Users in early enrollment groups will begin receiving regular in-product reminders and occasional email reminders to enable 2FA for 45 days before their enrollment group's deadline, beginning Monday. Once the 2FA enrollment deadline arrives, users can snooze that notification for up to seven days before they're blocked from accessing GitHub features until 2FA is enabled.
"Don't worry," said a company blog post this week. "This snooze period only starts once you've signed in after the deadline. So if you're on vacation or out of office, you'll still get that one-week period to set up 2FA when you're back at your desk."
Rick RackowSenior service reliability engineer, TomTom
While some GitHub users have objected to the 2FA requirement as an unnecessary hindrance to developer productivity in less-sensitive code repos, others say it's an idea whose time has come.
"For a product like GitHub, you can assume that users are tech-savvy enough to understand how to use 2FA, and it's a relatively easy way to harden up users' security a lot," Rackow said.
GitHub also reaffirmed this week that it is testing passkeys from the FIDO Alliance industry association, which is developing "open standards that are more secure than passwords and SMS OTPs, simpler for consumers to use, and easier for service providers to deploy and manage." Passkeys use public key cryptography standards to authenticate client devices that are protected using biometrics, such as smartphones, eliminating password-based authentication altogether.

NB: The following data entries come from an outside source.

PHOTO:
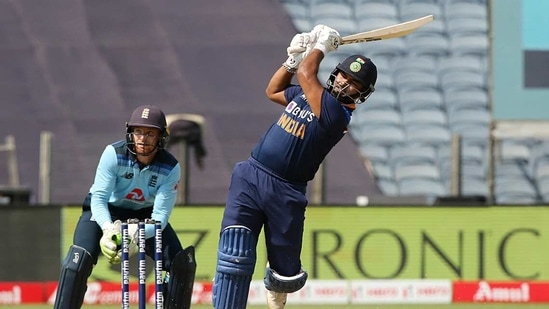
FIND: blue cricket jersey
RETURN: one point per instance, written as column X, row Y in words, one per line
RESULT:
column 120, row 182
column 295, row 145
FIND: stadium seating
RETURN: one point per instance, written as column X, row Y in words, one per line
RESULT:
column 431, row 85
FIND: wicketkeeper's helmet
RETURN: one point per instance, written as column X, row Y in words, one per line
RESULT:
column 148, row 116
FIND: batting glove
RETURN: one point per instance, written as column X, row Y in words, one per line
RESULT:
column 300, row 43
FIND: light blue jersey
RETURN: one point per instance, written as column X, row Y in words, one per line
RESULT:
column 121, row 182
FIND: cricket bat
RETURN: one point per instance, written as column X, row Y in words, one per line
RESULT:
column 388, row 32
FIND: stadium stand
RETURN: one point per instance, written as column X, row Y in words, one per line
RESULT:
column 78, row 69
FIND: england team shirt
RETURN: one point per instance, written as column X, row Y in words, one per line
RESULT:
column 120, row 182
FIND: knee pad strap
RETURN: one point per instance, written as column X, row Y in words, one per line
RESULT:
column 281, row 284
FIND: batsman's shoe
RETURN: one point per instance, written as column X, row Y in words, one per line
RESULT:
column 276, row 300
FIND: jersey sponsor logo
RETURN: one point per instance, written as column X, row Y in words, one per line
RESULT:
column 298, row 112
column 292, row 125
column 153, row 180
column 136, row 195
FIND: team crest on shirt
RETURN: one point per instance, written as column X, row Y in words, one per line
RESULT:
column 136, row 195
column 153, row 180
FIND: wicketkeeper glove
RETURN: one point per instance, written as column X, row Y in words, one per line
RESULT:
column 297, row 50
column 133, row 243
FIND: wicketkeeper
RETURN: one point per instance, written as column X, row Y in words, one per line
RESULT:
column 136, row 178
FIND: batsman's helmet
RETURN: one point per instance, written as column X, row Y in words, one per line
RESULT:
column 147, row 116
column 359, row 68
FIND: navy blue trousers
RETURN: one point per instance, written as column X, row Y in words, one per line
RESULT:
column 258, row 199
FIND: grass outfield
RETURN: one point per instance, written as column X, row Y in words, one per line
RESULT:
column 289, row 306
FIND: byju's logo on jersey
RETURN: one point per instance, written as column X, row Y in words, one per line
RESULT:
column 153, row 180
column 136, row 195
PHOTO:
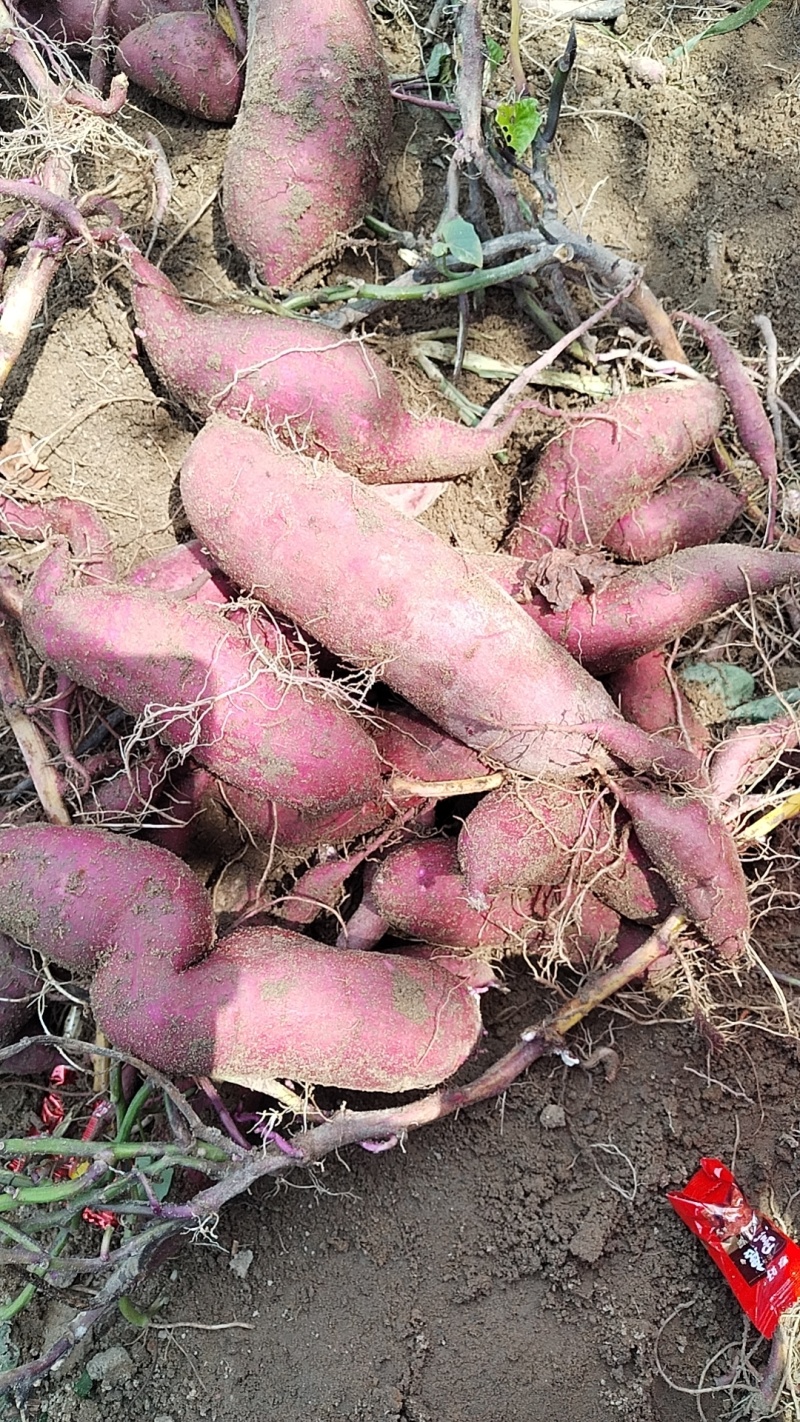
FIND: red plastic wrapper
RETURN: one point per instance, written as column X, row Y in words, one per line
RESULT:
column 760, row 1264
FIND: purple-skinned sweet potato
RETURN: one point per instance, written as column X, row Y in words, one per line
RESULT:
column 644, row 607
column 601, row 467
column 307, row 151
column 421, row 893
column 520, row 838
column 321, row 390
column 652, row 700
column 188, row 61
column 259, row 1004
column 380, row 590
column 685, row 514
column 71, row 22
column 202, row 688
column 19, row 986
column 695, row 853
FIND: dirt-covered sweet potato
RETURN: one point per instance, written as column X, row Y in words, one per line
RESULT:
column 685, row 514
column 601, row 467
column 695, row 853
column 307, row 150
column 203, row 688
column 380, row 590
column 421, row 893
column 644, row 607
column 520, row 836
column 259, row 1004
column 321, row 390
column 188, row 61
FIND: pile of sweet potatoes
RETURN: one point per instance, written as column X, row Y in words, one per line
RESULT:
column 317, row 673
column 539, row 667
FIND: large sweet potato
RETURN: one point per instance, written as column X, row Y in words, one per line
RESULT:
column 323, row 391
column 188, row 61
column 262, row 1003
column 382, row 592
column 600, row 468
column 307, row 148
column 203, row 687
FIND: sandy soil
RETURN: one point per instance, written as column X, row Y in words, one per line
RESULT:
column 496, row 1269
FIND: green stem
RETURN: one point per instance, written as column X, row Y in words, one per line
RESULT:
column 544, row 322
column 132, row 1112
column 132, row 1314
column 115, row 1151
column 10, row 1310
column 425, row 290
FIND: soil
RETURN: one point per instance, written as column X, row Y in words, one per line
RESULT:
column 499, row 1266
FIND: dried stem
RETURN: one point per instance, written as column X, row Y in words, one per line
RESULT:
column 29, row 738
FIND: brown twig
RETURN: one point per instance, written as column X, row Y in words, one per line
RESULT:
column 13, row 697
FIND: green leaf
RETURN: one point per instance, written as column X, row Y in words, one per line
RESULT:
column 438, row 54
column 462, row 242
column 83, row 1385
column 519, row 123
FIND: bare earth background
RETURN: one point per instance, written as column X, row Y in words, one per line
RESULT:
column 493, row 1270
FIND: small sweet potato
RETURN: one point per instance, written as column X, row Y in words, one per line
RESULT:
column 203, row 687
column 310, row 384
column 600, row 468
column 520, row 838
column 685, row 514
column 652, row 700
column 188, row 61
column 421, row 893
column 695, row 853
column 259, row 1004
column 380, row 590
column 307, row 151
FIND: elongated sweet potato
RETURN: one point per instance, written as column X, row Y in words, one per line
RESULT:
column 421, row 893
column 306, row 152
column 685, row 514
column 382, row 592
column 19, row 986
column 596, row 471
column 695, row 853
column 263, row 1003
column 202, row 687
column 188, row 61
column 327, row 391
column 645, row 607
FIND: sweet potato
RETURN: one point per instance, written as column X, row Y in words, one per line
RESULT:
column 380, row 590
column 520, row 838
column 71, row 22
column 596, row 471
column 77, row 893
column 411, row 745
column 652, row 700
column 421, row 893
column 262, row 1003
column 188, row 61
column 203, row 688
column 307, row 150
column 645, row 607
column 19, row 987
column 323, row 390
column 685, row 514
column 755, row 430
column 695, row 853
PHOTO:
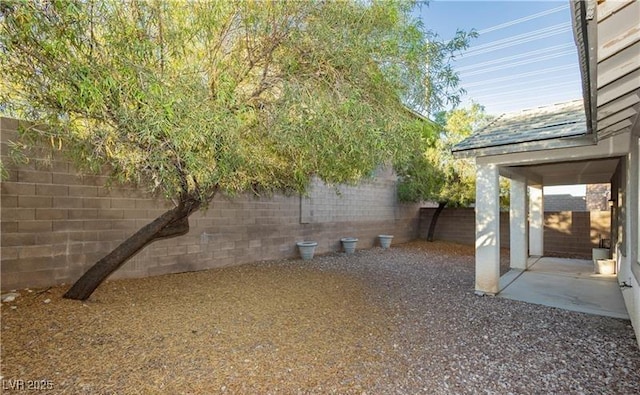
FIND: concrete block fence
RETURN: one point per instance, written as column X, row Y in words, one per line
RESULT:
column 566, row 233
column 55, row 223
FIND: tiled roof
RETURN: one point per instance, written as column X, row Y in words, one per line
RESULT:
column 543, row 123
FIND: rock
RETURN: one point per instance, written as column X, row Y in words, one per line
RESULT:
column 10, row 297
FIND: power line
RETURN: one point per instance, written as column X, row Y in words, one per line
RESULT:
column 516, row 40
column 519, row 36
column 523, row 19
column 516, row 64
column 514, row 57
column 519, row 92
column 521, row 75
column 536, row 82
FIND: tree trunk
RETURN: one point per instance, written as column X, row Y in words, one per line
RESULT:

Industry experts see passkeys as the ideal long-term means of thwarting software supply chain attacks on the platform.
"Passkeys will remove productivity complaints from developers and is the future of authentication," said Larry Carvalho, an independent analyst at RobustCloud.
In the meantime there have been many examples of hackers using developer environments to gain access to organizational secrets, Carvalho said.
"Developers are under stress to be productive and are promising targets for social engineering hacks," he said. "Any change that lowers developer productivity will have pushback. But I applaud GitHub for enforcing this essential step."